The bedroll's pelt held the day's warmth when she crawled into it. The leather strip at her braid tugged lightly when she turned her head on her arm. Outside, someone—Shazi, by the cadence—sharpened her blade with unhurried patience. Steel against stone, stroke after stroke. The sound should have been menacing. It soothed something in Eliza's chest instead. There were edges in this camp, yes. There were also hands that tended them, kept them from rust and from indiscriminate harm.
From the perimeter, Rakhal's voice moved low in the dark, a thread passed from watch to watch. She could not make out the words and did not need to. It was the steadiness of the sound that mattered, the way it braided into the forest's own hum as if it had been there since the trees were saplings.
Eliza pulled the pelt to her chin and let her eyes fall closed. Tomorrow, there would be more moving pieces—more snares to set, more eyes to meet and hold. For now, she knew how to add wood to the fire in the direction that did not offend; she knew how to find the rhythm underfoot when the ground gave; she knew how to put a blade to work without spilling more than was owed.
When sleep came, it replaced her pulse with the whetstone's rasp—the sound of vigilance, of a camp that had made room for her worth.
She heard his tread at the doorway without startling. Her body recognized him before her mind did, warmth spreading through her limbs in response. He checked and left. She foughtthe urge to call him back, her skin remembering his touch with perfect clarity.
The knife lay beside her, cleaned and wrapped in cloth. Between her and the dark. Between her and the man who was half dark himself. A boundary. A promise. A line she would not cross without choosing—and when she chose again, it would be with both hands outstretched and her eyes open, no longer afraid of the hunger that had awakened between them.
Chapter
Fifty-Three
The forest forgot how to make noise.
At first it was a thinning—the drip of water softening, the insect-song folding into itself. Then even the mist seemed to hold its breath. The orcs lifted their heads as one. Shazi’s hand went to her blade without flourish; the sentries leaned from their perches, motionless. Across the clearing, Eliza straightened from the fire, her fingers brushing the hilt of her dagger, her gaze instinctively finding Rakhal.
He didn’t tell them to run. There was nowhere to run that he couldn’t reach first.
The earth beneath his boots tightened. The shadow in his blood stirred, whispering a word older than speech.
Master.
Not him.
He came without sound, without scent, simply a shift in the air, and then a man stood where there had been emptiness.
Tall. Spare. Gray as stone under snow. His robes didn’t reflect light so much as persuade it to bend elsewhere. His eyes were dull silver, ancient and steady, not bright enough for comfort. Even the air adjusted around him.
“Azfar,” Rakhal said, and his voice came out low, rough, a mixture of relief and dread.
Azfar’s gaze found him and lingered, quiet as a blade held flat against a whetstone. A slow tilt of the head, as if he were waiting for the sound of Rakhal’s name to finish crossing the space between them.
“Rakhal,” he said at last.
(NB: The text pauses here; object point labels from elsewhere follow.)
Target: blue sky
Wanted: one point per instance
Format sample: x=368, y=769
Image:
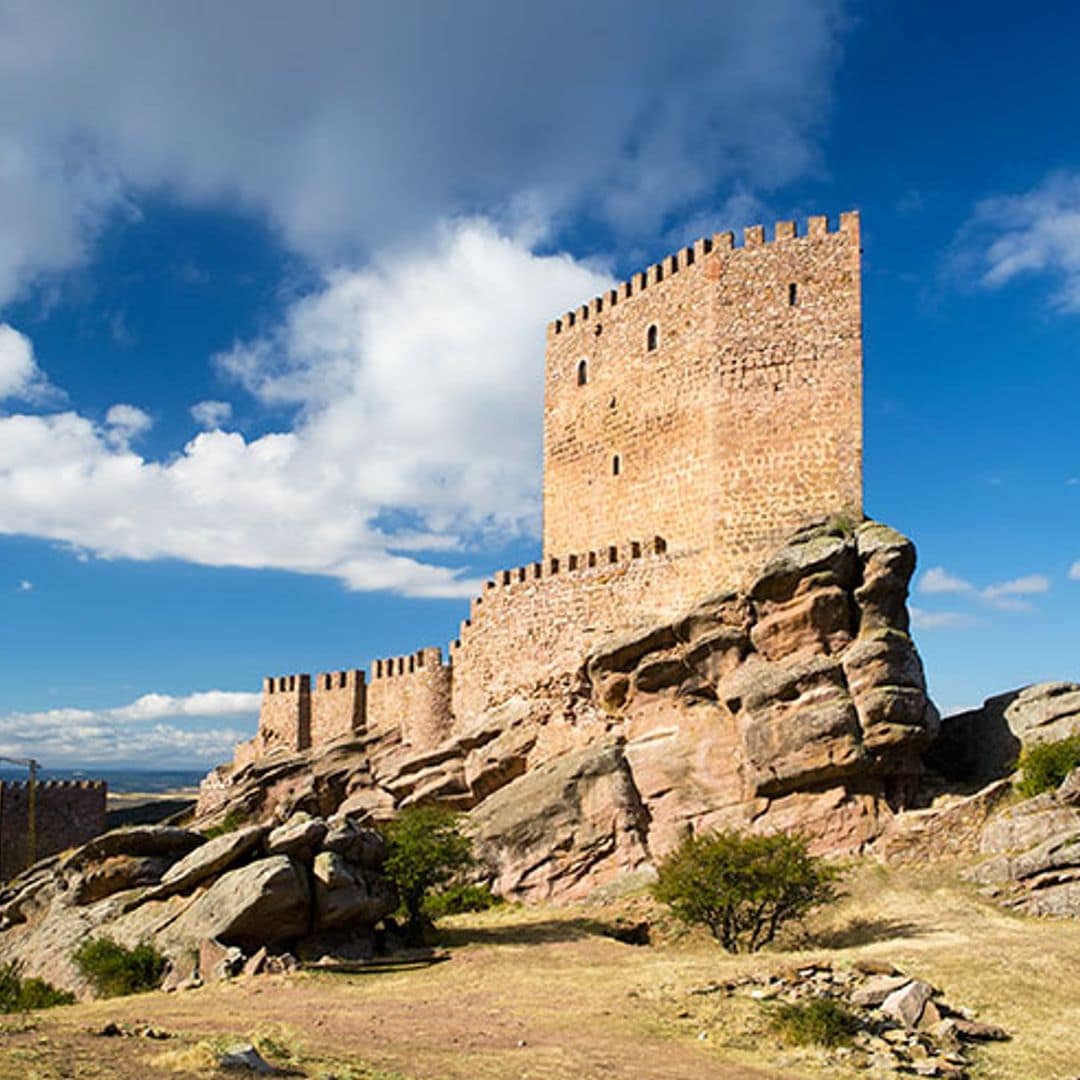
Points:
x=273, y=287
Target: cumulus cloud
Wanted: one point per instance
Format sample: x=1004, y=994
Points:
x=418, y=387
x=1006, y=595
x=19, y=375
x=939, y=580
x=1034, y=232
x=125, y=422
x=212, y=414
x=348, y=125
x=135, y=733
x=940, y=620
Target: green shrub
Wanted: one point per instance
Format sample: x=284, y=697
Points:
x=113, y=970
x=426, y=849
x=743, y=888
x=458, y=899
x=1047, y=765
x=22, y=995
x=821, y=1021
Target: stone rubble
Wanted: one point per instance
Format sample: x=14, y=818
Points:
x=905, y=1026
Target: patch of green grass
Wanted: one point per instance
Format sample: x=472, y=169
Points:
x=821, y=1022
x=1047, y=765
x=24, y=995
x=113, y=970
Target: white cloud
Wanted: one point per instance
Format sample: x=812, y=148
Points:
x=19, y=375
x=1035, y=232
x=125, y=422
x=940, y=620
x=349, y=125
x=135, y=733
x=418, y=385
x=939, y=580
x=212, y=414
x=1006, y=594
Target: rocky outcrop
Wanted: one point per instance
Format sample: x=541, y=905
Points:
x=204, y=904
x=797, y=701
x=1035, y=853
x=984, y=744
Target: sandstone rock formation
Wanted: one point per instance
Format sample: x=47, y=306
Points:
x=795, y=702
x=203, y=903
x=984, y=744
x=1035, y=852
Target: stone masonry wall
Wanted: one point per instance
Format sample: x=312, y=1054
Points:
x=543, y=619
x=737, y=423
x=337, y=705
x=67, y=813
x=715, y=401
x=285, y=713
x=412, y=694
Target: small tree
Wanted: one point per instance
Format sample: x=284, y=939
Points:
x=426, y=849
x=113, y=970
x=1045, y=765
x=743, y=888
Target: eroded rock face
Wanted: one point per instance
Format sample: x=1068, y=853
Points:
x=985, y=743
x=797, y=702
x=240, y=892
x=1035, y=853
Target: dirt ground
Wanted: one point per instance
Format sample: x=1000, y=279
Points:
x=543, y=993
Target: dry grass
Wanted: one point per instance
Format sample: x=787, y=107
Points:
x=542, y=994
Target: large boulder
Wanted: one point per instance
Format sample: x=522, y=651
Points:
x=985, y=743
x=264, y=903
x=346, y=895
x=564, y=827
x=214, y=856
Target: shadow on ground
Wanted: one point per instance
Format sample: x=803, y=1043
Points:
x=862, y=932
x=531, y=933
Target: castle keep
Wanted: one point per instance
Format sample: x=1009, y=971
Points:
x=694, y=416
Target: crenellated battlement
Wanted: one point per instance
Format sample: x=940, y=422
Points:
x=57, y=785
x=286, y=684
x=427, y=659
x=692, y=257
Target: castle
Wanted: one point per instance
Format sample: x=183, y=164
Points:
x=66, y=813
x=694, y=416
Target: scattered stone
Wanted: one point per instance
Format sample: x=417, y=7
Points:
x=245, y=1056
x=876, y=989
x=905, y=1004
x=973, y=1029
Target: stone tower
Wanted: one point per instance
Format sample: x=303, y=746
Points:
x=714, y=400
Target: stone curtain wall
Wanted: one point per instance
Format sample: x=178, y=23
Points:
x=531, y=623
x=744, y=420
x=410, y=694
x=337, y=705
x=285, y=713
x=67, y=813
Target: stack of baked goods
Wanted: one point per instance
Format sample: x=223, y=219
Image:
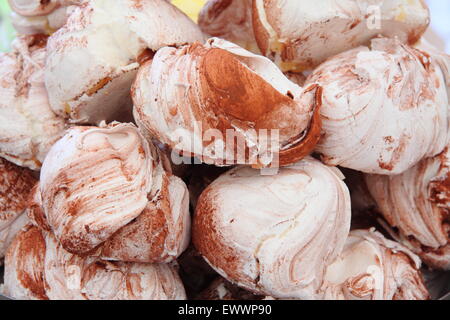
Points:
x=275, y=150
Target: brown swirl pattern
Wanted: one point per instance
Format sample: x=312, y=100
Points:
x=373, y=268
x=385, y=108
x=274, y=235
x=104, y=192
x=416, y=203
x=39, y=268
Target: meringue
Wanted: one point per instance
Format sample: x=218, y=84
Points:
x=38, y=268
x=384, y=109
x=44, y=17
x=230, y=20
x=300, y=34
x=104, y=192
x=221, y=289
x=92, y=60
x=274, y=235
x=15, y=186
x=198, y=98
x=416, y=203
x=374, y=268
x=28, y=127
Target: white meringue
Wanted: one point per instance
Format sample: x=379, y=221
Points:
x=274, y=235
x=384, y=108
x=35, y=16
x=32, y=8
x=38, y=268
x=185, y=94
x=93, y=59
x=28, y=127
x=106, y=189
x=374, y=268
x=15, y=186
x=300, y=34
x=230, y=20
x=416, y=203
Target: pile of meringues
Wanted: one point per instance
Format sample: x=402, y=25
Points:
x=96, y=94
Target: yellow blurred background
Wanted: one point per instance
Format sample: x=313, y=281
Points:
x=438, y=34
x=190, y=7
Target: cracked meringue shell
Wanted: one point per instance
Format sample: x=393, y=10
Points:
x=416, y=205
x=372, y=267
x=274, y=235
x=16, y=184
x=230, y=20
x=40, y=17
x=384, y=108
x=301, y=34
x=93, y=59
x=38, y=268
x=182, y=95
x=28, y=126
x=105, y=192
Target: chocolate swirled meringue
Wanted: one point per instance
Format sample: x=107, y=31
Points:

The single word carried no judgment, yet contained too much to be simple acknowledgment.
Shazi muttered something that might have been a prayer or a curse. No one lowered their weapons, but none raised them either. Even the shadows at Rakhal’s wrists prickled and shifted, torn between obeisance and defiance.
Azfar’s pale eyes swept the camp—the ring of thorn-barked trees, the low fire, the disciplined stillness of the orcs—and then came to rest on Eliza. His expression didn’t change. There was no lust, no derision, only the clinical interest of a scholar examining a new and fragile invention.
“So,” Azfar said softly. “This is the anchor.”
Eliza’s hand tightened around her dagger. Rakhal growled before he could stop himself—a sound too deep to be human.
“Careful, old one.”
The corner of Azfar’s mouth curved faintly. “If I meant harm,Marakhal,your shadow would already be eating itself.”
At his words, the shadows at Rakhal’s wrists stirred, ashamed and eager both. Rakhal stepped forward until the space between them was a blade’s width.
The tension in his chest loosened—Azfar had come. He would know what to do. Relief broke through the fear like a heartbeat through bruised ribs.
Then came the other truth: what if Azfar didn’t?
“You came,” Rakhal said.
Azfar blinked slowly. “You called,” he replied. “You’ve always called. Even before you had words for it.”